Generally speaking, minor cracks and chips may need no more than some polishing to re-smooth the surface; possibly some form of restoration using acid etch composite techniques (a common dental repair technique). More extensive breaks and cracks (that involve essentially the whole tooth) will almost always require root canal treatment, followed by restoring the tooth with a post and core crown if the tooth root can be salvaged. Fractures of the tooth that extend through the root are usually not salvageable and an immediate or delayed dental implant is the ideal treatment. If this is not available (usually a cost issue) a temporary, removable or fixed prosthesis can be used.

Please be aware that most of these types of solutions are not available at Emergency Departments even if a maxillofacial service exists.

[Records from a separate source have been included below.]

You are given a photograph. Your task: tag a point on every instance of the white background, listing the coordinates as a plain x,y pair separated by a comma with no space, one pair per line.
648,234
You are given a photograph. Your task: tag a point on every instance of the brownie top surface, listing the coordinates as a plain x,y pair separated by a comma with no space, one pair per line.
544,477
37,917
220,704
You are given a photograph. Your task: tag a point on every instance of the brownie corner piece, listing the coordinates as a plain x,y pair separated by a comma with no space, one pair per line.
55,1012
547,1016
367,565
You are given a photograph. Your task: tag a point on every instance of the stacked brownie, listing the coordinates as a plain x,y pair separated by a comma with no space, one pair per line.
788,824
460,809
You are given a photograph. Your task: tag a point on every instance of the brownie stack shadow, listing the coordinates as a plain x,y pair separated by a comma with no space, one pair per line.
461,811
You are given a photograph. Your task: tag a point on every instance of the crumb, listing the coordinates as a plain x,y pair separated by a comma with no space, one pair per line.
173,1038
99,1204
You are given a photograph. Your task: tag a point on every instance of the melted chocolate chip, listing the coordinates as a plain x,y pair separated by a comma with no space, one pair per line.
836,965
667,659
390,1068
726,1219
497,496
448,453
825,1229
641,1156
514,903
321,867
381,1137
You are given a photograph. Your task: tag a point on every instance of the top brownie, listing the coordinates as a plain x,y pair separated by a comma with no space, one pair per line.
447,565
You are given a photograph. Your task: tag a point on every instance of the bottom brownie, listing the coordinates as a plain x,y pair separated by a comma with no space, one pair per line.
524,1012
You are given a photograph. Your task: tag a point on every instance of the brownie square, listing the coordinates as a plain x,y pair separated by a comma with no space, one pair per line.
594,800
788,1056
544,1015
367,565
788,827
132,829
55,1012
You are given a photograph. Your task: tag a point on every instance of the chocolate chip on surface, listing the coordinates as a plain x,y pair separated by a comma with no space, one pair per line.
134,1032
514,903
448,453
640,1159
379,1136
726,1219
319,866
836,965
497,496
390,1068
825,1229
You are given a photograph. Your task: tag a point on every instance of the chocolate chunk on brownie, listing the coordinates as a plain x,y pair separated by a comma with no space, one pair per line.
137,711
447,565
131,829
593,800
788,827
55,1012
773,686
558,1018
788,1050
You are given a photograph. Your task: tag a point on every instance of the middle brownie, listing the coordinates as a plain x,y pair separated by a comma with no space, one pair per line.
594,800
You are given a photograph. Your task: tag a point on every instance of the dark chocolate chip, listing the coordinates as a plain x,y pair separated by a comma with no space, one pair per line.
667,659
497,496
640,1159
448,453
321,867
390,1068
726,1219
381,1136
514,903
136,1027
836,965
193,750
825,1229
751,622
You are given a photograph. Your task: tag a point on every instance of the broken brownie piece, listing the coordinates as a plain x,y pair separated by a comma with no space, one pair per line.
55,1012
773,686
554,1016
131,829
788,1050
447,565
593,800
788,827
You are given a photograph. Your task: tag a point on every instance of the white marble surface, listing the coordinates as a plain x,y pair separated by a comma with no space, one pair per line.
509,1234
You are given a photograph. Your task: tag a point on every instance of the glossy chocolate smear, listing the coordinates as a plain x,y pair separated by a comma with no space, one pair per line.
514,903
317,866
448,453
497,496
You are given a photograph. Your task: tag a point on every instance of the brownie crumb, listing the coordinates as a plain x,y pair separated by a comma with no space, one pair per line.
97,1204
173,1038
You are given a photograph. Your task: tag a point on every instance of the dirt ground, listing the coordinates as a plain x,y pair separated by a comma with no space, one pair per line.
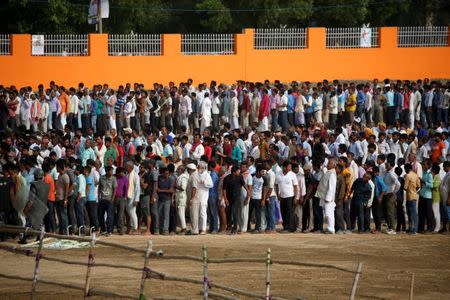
388,262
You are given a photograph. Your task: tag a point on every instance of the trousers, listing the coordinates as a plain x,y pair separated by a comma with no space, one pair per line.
164,214
318,214
91,207
213,214
298,216
62,217
181,213
437,216
131,210
106,206
120,204
199,215
244,216
328,213
411,209
389,208
287,213
357,212
339,216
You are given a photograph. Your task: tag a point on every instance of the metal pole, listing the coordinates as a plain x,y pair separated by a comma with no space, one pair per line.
38,258
411,289
145,271
205,273
99,11
90,265
268,263
355,282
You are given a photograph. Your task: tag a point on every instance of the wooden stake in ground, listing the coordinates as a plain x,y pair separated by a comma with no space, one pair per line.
268,263
205,273
355,282
90,265
145,271
36,266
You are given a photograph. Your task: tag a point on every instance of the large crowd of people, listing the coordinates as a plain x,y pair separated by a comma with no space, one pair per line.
193,159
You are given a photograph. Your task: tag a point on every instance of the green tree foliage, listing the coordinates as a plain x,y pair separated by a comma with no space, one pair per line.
139,16
218,19
191,16
340,13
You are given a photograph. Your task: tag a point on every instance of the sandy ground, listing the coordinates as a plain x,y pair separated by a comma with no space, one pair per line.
388,262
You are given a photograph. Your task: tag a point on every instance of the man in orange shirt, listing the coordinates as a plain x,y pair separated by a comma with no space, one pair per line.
49,220
64,101
438,149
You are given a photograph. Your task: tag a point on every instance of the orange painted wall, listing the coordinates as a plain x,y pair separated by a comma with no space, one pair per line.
314,63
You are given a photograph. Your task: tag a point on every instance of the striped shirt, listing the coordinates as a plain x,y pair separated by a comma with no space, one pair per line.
118,106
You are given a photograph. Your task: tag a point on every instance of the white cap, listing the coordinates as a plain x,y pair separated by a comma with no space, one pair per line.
191,167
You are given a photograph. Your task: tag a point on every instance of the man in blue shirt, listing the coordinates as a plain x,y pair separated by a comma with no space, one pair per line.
360,101
291,108
390,106
425,198
213,213
380,190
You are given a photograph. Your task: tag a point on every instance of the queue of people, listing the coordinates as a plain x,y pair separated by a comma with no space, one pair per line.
326,158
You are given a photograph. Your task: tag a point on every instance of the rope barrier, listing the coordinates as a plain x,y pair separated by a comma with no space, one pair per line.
36,266
90,264
355,282
205,273
145,271
70,286
268,263
153,274
214,295
159,275
187,257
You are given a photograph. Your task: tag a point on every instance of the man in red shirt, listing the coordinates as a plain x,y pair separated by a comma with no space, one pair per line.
438,149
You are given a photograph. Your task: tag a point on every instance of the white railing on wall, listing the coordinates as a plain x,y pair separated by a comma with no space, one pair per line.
280,38
356,37
5,44
207,44
134,44
59,45
432,36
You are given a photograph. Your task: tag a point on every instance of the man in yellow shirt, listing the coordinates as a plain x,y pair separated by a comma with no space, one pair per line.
412,185
350,106
64,101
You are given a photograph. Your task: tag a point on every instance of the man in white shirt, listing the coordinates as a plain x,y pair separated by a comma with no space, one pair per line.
206,113
326,192
302,192
201,184
234,111
185,109
282,112
286,186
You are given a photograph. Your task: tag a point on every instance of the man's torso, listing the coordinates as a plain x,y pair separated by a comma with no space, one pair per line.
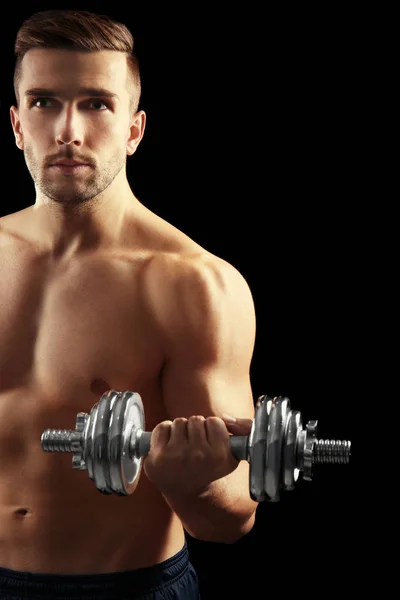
70,331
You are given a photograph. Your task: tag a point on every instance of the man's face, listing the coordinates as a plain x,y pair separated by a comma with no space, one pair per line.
75,106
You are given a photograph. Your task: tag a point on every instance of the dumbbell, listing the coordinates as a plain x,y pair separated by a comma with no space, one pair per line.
111,442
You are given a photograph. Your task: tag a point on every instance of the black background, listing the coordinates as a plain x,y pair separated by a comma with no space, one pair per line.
251,149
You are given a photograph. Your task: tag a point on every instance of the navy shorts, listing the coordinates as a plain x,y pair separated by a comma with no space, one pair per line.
173,579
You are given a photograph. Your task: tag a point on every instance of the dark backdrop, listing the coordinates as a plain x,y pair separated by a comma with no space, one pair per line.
251,149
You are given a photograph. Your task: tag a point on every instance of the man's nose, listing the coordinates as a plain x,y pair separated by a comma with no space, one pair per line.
69,128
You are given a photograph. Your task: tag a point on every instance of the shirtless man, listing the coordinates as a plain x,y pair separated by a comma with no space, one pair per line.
99,293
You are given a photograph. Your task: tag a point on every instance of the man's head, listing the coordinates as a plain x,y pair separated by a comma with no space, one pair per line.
77,85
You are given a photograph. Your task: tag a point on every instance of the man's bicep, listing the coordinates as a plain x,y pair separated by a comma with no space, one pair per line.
208,362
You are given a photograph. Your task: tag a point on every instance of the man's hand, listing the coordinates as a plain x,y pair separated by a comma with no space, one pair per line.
187,455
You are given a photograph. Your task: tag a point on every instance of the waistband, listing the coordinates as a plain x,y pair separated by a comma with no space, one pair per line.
71,587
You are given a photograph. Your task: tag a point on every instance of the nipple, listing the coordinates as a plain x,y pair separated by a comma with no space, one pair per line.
22,512
99,387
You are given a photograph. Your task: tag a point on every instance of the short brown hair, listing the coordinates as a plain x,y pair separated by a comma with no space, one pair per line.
76,30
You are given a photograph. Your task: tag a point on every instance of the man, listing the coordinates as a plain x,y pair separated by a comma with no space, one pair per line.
99,293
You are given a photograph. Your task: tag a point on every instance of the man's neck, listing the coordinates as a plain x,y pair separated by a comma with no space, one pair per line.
67,231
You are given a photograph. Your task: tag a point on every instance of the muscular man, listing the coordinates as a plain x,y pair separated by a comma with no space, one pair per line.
99,293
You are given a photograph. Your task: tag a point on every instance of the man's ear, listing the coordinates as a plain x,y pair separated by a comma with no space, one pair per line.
16,125
136,132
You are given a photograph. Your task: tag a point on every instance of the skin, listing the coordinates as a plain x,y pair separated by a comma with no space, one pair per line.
99,293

Traumatically avulsed (displaced from the socket, knocked out) teeth should be gently cleaned and re-inserted as soon as possible (success drops dramatically after 90 minutes out of the mouth). Storing the tooth in milk or even the patient’s own mouth may improve the chance of successful re-implantation.

Re-implanted teeth and traumatically loosened teeth should be splinted for around 10 days. This form of treatment, where specific dental resources are less necessary, may be available in a local Emergency Department and as part of the minor injury service provided by on call trainee oral & maxillofacial surgeons if that is part of that hospital’s resident service.